NAHMA participated spoke with HUD Multifamily to discuss the PBCA awards process and the next steps for the transition period. All the awardees should have been notified by their Congressional delegations. HUD sent out emails today to all applicants explaining their selection status, score, and the methodology used to select the awardees. The Department also sent out the list of awardees to its field offices today. HUD plans to send letters to property owners next week notifying them of the PBCA transition and providing notices for the owners to post at their properties to notify tenants of the PBCA transition.
HUD has posted the PBCA awardees list and final PBCA transition guide at the Section 8 contract administrator webpage, located here: http://portal.hud.gov/hudportal/documents/huddoc?id=ca_awards.pdf
HUD received 150 applications for 53 contracts. Most states received two or more applications. Only 10 states/contracts had no competition. HUD said that 28 states/contracts will see a change in contract administrators because of the rebid, including several large states. Thirty-two states will be administered by state housing finance agencies (HFA), down from 35 HFAs currently acting as PBCAs. Some HFAs will be serving more than one state. No awardees came close to the contract limits specified in the ACC.
In terms of methodology, HUD first rated each applicant on a "quality score" based on capacity, technological proficiency, quality control plans, etc. A threshold quality score was set and applicants above the threshold quality score went on to the second phase of the selection process. In the second phase, HUD looked at each fee proposal and divided the quality score by the fee proposal to come up with a ratio of quality by fee to determine rankings. HUD explained that this methodology resulted in selections based on quality and cost. The highest ranked applicant for a state received the contract.

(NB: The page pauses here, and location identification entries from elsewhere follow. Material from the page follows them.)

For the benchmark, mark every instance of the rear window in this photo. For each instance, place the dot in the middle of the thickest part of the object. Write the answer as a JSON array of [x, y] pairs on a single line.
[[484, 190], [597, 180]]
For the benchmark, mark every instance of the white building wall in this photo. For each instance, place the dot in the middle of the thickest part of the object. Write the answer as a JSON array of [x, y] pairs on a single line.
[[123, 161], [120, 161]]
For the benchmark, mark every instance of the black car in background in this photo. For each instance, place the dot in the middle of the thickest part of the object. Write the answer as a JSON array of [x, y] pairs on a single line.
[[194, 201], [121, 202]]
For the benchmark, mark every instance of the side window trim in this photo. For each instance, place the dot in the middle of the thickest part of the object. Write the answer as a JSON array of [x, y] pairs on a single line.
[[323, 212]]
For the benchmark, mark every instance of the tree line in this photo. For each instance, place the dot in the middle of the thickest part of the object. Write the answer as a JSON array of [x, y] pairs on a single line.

The process for awarding the new ACC contracts is being conducted the same as the rules for a NOFA, and as a result, there will not be any opportunity for appeals. Applicants who were not selected can request a "debriefing" from HUD staff to hear the details on why they were not selected. There will not be appeals process for the rebid nor will any applications, including those of the winners, be made public.
The contracts will initially be for two years. HUD said after the first year they will evaluate the PBCAs and the process to determine if it wants to rebid some or all of the contracts of if the Department will extend the contracts.

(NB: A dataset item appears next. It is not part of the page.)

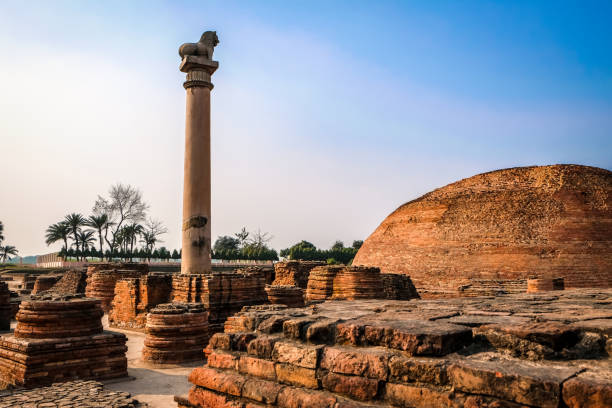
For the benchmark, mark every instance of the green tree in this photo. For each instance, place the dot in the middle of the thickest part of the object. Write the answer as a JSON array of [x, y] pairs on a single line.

If there is a contract transition between PBCAs, HUD will ask software providers to do a PBCA to PBCA transfer of the five-year data baseline required in the ACC. HUD will also work to ensure that owners are not impacted by the transition.
The Department informed NAHMA and industry colleagues that the rebid would save HUD close to $100 million in project-based Section 8 administration of the ACC costs for FY 2012 when compared to FY 2011 administration costs, which are $326 million.
If FY 2012 appropriations are not completed on time and there is a continuing resolution, HUD believes they will still be able to complete the PBCA 90 day transition by October 1, unless there is a government shut down.